お父さん、心配性だからな………。
夜帰ってくるの遅いお父さんにとってはきっと。
幼なじみで創ちゃんが一番頼りになるってわかってるからだよね?
だから鍵を預けたんだよね?
………それ以外考えたくない。

「でも創ちゃん、お家の人………心配してるんじゃないの?早く帰らないとお夕飯が」

お夕飯に間に合わないよ。
そう言いたかった。
だけどそれは創ちゃんによって止められた。

「それは大丈夫。

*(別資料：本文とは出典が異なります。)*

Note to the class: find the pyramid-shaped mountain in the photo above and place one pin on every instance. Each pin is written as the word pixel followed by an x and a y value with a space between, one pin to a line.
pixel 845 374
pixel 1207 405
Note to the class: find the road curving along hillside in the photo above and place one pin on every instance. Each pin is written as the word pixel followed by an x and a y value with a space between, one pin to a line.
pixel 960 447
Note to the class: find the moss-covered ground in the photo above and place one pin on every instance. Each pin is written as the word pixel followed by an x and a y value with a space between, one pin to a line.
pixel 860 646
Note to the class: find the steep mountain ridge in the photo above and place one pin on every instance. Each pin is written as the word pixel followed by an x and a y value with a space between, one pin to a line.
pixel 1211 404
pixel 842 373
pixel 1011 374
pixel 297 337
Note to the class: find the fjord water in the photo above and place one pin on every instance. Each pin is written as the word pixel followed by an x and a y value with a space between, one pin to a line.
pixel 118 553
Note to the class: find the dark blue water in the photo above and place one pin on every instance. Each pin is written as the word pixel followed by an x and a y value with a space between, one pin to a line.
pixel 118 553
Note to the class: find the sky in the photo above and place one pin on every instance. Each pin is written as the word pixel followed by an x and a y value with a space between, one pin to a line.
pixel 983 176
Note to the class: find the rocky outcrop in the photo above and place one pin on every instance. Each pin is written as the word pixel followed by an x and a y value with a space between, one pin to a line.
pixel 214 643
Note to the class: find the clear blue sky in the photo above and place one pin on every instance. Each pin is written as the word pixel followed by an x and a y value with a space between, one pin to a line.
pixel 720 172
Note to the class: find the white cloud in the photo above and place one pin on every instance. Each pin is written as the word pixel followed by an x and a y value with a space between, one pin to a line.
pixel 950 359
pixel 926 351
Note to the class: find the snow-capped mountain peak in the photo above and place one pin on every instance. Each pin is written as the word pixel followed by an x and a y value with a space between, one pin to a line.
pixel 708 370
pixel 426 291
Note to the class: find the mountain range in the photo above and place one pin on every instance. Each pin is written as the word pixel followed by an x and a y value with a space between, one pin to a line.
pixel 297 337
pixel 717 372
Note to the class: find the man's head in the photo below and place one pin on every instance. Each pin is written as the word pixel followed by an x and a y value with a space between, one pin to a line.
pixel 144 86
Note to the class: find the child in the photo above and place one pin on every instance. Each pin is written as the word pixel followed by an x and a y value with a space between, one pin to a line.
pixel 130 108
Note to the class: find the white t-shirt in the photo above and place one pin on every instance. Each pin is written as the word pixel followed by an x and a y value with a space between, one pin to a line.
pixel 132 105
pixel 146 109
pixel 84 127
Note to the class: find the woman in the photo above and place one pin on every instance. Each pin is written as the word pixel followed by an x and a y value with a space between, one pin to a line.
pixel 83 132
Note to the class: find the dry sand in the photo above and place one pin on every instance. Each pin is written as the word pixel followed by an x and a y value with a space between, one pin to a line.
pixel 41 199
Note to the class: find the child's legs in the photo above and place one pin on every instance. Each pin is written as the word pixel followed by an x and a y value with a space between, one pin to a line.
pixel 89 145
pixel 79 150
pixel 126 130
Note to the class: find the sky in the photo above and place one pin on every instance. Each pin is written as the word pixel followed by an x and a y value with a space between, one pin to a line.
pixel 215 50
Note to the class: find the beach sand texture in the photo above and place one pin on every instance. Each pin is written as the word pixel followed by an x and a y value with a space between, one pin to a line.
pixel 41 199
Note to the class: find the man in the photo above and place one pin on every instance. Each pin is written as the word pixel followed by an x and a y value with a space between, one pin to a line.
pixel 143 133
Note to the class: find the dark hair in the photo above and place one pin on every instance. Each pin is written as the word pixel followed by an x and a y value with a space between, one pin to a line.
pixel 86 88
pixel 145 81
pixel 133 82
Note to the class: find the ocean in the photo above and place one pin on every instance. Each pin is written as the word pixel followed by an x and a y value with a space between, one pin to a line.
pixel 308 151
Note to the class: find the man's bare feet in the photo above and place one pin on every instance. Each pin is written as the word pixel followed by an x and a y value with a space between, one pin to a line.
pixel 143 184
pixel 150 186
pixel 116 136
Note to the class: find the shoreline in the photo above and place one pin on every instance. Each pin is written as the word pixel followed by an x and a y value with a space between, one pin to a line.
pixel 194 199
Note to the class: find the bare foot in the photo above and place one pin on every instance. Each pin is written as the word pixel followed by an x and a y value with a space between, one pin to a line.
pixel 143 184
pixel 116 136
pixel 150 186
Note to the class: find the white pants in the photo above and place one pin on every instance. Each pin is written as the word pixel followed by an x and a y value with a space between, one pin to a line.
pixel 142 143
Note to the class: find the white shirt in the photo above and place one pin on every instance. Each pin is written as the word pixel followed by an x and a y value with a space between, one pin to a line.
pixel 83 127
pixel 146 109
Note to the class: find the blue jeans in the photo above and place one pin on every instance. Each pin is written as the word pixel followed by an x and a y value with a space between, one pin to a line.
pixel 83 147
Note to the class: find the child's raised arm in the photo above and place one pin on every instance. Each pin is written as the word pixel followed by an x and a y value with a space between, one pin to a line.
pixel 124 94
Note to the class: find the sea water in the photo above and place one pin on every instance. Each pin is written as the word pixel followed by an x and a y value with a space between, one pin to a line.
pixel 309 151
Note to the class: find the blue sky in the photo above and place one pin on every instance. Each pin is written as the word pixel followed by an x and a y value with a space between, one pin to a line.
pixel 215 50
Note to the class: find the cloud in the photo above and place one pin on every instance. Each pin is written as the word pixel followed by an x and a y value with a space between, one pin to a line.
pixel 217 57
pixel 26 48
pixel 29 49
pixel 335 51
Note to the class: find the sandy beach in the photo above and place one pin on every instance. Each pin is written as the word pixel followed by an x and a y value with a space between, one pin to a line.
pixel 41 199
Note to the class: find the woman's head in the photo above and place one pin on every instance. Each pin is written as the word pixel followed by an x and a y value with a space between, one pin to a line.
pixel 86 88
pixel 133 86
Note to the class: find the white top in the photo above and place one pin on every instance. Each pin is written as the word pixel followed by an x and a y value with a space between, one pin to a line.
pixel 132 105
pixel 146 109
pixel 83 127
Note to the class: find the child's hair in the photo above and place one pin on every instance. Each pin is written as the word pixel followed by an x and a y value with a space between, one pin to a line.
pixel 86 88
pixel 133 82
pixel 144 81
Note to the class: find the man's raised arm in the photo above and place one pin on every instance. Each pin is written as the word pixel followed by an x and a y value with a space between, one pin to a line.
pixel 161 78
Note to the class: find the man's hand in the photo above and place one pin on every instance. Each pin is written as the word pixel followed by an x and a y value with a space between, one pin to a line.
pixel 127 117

ちゃんと言ってあるから。むしろ泊まってこいって感じだったし………」

「………そう、なんだ。なんか創ちゃん。お母さんたちって明るくていいよね」

私はふっと、お母さんのことを思い出していた。
私のお母さんはおしとやかだった。
そして運動が苦手。
お母さんが作る料理はとっても美味しい。
私は好きだった。
お母さんと一緒に料理を作るのが楽しかった。
アイドルをやりながらも家族を大切にしていた。
家族を第一に考えていた。

『恋、笑って………』

「っ!?」

私の頭の中に流れ込んできたもの。
何………これ………?
お母さんの声だった。
そして………。

『嫌だ、死なないで………っ!』

きっとお母さんが亡くなった日のことだろう。
必死にお母さんにすがりついている私がいたんだ。